In 1943, the Soviet army outnumbered the German army about three to one.
The Russians were sweeping everything before them.
They were led by the unbeaten Field Marshall Zhukov.
They smashed their way towards Kharkov.
Kharkov was held by the Germans under Field Marshall Manstein.
Manstein had masterminded the blitzkrieg, conquered Europe and beaten the French and British.
Hitler told Manstein he must hold Kharkov at all costs.
Manstein disagreed, he wanted to use the tactic every football fan knows: the counter-attack.
He wanted to abandon Kharkov and lure Zhukov, to follow him.
Then, when Zhukov had outrun his supply-line, Manstein would attack from behind.
He would hit Zhukov where he was weakest, then destroy his forces.
Hitler refused, he said Manstein must not retreat a step, he must fight to the death.
Manstein was the most gifted general in the German army.

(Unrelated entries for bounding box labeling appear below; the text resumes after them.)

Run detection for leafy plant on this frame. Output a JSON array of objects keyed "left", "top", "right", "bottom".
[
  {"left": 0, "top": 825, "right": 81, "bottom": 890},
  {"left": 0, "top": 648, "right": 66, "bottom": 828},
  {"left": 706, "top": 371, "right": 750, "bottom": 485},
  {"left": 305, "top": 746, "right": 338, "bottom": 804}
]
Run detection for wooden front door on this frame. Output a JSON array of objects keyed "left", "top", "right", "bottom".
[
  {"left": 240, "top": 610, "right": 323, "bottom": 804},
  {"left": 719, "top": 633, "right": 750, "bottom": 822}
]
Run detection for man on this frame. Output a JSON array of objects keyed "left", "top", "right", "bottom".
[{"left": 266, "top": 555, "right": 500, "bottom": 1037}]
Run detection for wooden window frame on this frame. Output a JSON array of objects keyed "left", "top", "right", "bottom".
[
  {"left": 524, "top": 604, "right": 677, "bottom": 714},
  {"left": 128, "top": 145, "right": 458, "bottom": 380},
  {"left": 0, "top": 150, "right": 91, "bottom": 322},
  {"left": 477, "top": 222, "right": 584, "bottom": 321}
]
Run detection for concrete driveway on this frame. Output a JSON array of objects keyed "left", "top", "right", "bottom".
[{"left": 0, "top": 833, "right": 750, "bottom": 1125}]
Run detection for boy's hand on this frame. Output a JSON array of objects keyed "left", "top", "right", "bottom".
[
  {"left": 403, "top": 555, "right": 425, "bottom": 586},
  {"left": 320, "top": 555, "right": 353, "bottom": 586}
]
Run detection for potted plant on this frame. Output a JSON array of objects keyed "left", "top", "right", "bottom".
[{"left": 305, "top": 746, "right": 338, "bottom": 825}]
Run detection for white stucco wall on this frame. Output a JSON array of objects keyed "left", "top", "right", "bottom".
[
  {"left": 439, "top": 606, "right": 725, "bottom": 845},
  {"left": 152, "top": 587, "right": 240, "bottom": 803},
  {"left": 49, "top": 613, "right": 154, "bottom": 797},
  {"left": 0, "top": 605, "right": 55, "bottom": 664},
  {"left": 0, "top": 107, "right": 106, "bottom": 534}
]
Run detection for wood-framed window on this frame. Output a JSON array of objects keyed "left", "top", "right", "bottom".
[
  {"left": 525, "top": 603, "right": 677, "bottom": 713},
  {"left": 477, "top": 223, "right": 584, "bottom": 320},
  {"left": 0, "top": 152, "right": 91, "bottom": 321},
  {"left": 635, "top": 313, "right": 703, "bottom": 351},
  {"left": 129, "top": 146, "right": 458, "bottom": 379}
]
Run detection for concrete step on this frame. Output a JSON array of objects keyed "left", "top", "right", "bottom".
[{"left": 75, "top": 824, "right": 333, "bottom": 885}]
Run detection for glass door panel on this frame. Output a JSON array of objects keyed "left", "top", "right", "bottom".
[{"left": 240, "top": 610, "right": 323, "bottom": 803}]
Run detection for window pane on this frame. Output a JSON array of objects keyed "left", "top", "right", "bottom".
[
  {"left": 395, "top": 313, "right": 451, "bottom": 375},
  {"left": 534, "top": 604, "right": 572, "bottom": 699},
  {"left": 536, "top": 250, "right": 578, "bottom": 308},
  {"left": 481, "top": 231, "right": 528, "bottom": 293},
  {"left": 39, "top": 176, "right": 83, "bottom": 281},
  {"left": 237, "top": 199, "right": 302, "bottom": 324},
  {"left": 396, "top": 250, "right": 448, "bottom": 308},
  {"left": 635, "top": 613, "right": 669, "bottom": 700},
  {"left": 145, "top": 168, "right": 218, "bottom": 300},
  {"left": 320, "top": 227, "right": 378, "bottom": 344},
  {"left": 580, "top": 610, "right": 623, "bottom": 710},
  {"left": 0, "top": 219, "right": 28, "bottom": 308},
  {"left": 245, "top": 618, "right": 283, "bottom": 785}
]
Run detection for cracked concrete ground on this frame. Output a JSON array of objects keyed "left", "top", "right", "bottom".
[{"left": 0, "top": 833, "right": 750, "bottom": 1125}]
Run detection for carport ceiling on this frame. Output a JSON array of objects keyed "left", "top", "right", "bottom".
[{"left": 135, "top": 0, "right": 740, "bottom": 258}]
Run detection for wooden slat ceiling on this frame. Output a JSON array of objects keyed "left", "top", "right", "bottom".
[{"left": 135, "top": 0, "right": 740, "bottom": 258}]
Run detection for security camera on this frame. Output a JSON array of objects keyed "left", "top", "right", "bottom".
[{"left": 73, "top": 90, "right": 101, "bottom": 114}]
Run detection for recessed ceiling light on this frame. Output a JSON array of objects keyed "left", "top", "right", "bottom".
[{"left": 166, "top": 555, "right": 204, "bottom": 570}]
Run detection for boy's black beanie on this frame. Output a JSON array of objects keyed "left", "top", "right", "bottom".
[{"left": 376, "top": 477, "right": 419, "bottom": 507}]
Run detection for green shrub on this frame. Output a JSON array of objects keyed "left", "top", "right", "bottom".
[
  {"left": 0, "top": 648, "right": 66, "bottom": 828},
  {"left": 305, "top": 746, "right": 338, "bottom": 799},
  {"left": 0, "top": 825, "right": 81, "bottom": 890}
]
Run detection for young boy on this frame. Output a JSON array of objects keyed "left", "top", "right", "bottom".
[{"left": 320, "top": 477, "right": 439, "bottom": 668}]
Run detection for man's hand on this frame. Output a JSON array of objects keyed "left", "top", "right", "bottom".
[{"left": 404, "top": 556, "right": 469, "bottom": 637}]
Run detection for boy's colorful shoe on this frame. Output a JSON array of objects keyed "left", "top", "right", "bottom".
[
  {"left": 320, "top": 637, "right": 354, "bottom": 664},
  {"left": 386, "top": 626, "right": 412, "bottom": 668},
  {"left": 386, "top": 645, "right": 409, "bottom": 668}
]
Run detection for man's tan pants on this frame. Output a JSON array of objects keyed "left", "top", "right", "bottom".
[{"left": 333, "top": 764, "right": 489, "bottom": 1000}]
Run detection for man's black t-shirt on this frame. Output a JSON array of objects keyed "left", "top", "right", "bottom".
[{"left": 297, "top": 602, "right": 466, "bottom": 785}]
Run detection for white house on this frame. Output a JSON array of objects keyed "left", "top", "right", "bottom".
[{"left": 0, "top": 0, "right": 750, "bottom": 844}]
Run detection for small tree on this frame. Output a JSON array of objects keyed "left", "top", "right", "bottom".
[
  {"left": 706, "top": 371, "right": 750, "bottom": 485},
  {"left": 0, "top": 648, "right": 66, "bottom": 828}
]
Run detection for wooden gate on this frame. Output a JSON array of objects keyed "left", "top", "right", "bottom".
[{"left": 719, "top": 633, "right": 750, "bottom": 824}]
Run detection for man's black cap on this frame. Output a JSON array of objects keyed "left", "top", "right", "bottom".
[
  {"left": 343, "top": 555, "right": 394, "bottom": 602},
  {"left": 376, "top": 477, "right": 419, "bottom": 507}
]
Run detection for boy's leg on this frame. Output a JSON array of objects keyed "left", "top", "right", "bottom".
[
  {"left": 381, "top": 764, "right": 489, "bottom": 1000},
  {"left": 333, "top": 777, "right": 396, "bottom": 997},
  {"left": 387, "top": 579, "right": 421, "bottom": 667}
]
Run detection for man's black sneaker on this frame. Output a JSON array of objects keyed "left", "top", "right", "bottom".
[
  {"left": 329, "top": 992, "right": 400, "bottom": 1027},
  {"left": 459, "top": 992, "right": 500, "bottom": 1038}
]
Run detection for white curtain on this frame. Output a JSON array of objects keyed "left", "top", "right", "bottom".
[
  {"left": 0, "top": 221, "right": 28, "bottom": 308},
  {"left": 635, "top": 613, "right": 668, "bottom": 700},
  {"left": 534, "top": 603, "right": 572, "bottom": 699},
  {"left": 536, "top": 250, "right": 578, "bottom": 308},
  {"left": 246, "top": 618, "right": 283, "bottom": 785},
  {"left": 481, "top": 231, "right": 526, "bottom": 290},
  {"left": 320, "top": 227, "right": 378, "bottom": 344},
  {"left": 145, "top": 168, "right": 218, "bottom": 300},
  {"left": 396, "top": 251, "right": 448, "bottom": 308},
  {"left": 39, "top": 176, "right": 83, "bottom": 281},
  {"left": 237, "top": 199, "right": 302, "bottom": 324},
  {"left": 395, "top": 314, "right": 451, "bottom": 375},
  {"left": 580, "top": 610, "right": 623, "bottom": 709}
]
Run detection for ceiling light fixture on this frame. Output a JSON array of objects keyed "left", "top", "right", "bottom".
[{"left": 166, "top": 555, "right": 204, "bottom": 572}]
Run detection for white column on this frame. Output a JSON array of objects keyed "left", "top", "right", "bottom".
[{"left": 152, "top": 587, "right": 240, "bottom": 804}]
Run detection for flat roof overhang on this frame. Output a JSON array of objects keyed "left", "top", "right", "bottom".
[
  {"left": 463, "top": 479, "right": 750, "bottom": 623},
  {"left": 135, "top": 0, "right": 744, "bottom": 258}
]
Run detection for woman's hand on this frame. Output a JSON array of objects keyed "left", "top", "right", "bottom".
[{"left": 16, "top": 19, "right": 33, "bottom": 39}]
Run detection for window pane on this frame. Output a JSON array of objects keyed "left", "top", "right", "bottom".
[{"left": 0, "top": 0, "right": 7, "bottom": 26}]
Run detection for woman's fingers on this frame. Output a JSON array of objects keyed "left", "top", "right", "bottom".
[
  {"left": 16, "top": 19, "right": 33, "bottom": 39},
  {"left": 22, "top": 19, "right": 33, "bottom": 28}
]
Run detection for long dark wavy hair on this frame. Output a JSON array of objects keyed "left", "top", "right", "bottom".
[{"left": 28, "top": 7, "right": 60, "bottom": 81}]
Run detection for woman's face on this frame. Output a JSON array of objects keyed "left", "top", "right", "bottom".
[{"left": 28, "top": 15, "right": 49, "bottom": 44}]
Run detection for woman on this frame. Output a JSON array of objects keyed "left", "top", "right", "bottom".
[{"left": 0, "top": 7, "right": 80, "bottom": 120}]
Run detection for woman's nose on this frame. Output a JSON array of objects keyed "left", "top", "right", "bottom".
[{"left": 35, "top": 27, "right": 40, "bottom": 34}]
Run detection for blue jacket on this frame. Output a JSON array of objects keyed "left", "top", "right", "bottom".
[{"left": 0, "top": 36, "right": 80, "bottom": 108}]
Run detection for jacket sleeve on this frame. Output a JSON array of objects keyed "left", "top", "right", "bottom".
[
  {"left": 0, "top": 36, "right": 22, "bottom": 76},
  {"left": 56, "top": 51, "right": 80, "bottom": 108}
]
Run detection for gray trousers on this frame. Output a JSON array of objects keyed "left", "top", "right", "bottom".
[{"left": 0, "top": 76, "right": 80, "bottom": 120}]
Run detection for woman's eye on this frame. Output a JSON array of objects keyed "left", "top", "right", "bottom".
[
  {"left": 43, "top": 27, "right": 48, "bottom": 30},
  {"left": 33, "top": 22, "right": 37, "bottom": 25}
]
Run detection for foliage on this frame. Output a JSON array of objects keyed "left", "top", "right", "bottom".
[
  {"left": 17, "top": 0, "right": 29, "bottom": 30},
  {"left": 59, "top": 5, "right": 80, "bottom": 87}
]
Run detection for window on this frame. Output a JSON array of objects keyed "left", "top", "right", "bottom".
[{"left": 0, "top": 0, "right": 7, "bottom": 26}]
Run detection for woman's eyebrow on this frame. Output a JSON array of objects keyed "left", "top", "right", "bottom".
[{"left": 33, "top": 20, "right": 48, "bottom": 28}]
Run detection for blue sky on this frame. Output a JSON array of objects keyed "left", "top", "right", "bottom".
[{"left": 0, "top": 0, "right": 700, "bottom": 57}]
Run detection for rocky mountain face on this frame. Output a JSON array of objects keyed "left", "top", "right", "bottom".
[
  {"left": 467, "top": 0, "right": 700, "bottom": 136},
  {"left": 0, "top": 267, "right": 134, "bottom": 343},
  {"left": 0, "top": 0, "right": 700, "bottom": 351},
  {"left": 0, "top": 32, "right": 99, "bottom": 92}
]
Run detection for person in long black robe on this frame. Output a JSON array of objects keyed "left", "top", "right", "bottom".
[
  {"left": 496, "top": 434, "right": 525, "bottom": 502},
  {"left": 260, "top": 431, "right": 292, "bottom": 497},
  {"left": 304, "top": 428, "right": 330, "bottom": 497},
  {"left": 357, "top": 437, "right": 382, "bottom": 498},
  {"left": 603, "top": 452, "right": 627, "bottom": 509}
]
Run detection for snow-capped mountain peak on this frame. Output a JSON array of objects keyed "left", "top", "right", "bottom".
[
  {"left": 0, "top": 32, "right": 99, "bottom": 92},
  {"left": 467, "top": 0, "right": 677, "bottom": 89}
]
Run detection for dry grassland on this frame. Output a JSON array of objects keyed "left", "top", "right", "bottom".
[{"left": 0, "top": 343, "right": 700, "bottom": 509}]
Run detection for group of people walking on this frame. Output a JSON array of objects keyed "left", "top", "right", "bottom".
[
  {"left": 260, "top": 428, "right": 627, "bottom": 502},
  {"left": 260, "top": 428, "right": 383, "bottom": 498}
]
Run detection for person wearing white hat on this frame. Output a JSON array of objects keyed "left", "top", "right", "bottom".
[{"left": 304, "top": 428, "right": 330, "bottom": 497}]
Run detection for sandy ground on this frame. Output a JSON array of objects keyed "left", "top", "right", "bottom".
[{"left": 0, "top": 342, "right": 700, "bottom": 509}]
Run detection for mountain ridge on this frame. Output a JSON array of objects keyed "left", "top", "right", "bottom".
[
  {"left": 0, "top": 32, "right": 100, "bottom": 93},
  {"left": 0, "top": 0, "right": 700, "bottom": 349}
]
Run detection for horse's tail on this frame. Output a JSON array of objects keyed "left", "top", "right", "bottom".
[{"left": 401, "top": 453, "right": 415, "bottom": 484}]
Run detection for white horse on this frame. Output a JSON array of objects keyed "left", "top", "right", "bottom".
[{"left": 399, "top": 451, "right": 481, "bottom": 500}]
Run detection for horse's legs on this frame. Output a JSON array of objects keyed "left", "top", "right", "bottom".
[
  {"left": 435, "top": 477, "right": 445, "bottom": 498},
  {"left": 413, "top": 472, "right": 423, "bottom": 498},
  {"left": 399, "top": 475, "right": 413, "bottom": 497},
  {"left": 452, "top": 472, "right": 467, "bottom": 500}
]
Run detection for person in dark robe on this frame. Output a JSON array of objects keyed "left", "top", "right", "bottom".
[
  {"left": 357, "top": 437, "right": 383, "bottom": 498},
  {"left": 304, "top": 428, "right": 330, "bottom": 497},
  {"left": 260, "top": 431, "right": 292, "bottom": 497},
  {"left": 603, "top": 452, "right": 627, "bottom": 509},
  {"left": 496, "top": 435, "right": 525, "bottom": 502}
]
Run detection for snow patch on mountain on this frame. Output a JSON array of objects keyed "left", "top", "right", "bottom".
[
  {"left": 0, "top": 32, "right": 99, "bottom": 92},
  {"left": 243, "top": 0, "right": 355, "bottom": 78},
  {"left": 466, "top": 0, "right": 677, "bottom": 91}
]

The highest rank Hitler had ever achieved was corporal.
But, because Hitler was now Fuhrer, he outranked Manstein.
He decided he knew all about military tactics and the General must follow his orders.
But Manstein didn’t follow his orders, he retreated.
Field Marshal Zhukov chased him, as he knew he would.
After 100 miles, Manstein stopped and his troops circled back and cut Zhukov’s supply line.
Without food or ammunition, the Russian soldiers couldn’t fight.
Manstein destroyed three Russian armies, and three more armies retreated in chaos.
Then Manstein went back and recaptured Kharkov.
By the end of his counter-attack there were 90,000 Russians dead and wounded plus countless prisoners.
600 Russian tanks and 1,200 artillery pieces had been destroyed.
Field Marshal Zhukov had been beaten for the first time.
But Manstein had argued with Hitler, gone against his wishes and that made him furious.
Hitler didn’t like having his authority challenged, whatever the reason.
Although he had been a corporal in the army he now outranked all his generals.
Which meant that all his generals should just shut up and listen.
The next year Hitler fired Manstein, the General who beat the great Field Marshal Zhukov.
So Manstein could do nothing, while the Russians destroyed all the German armies.
The armies now led by the Generals who agreed to whatever Hitler wanted.
After the war was over, Manstein was at first imprisoned by the allies then released.
The West needed him.
The Cold War had begun and the Soviets had much larger forces than NATO did.
They needed help from the man who knew how to beat bigger Russian armies.
And Manstein became senior adviser to NATO on how a smaller, smarter army could beat a much bigger one.
NATO adopted and taught Manstein’s tactics in their planning.
NATO learned what Hitler didn’t, that it’s smart to use a man for what he’s good at.
It reminds me of the client/supplier relationship that exists in our business.
The most junior person on the client side outranks the most senior person on the agency side.
The agency can be dismissed at any time, simply because the client doesn’t like them.
So keeping the client happy becomes the whole job of the agency.
Which changes the focus for the advertising.
Because the consumer is no longer the target market, the client is.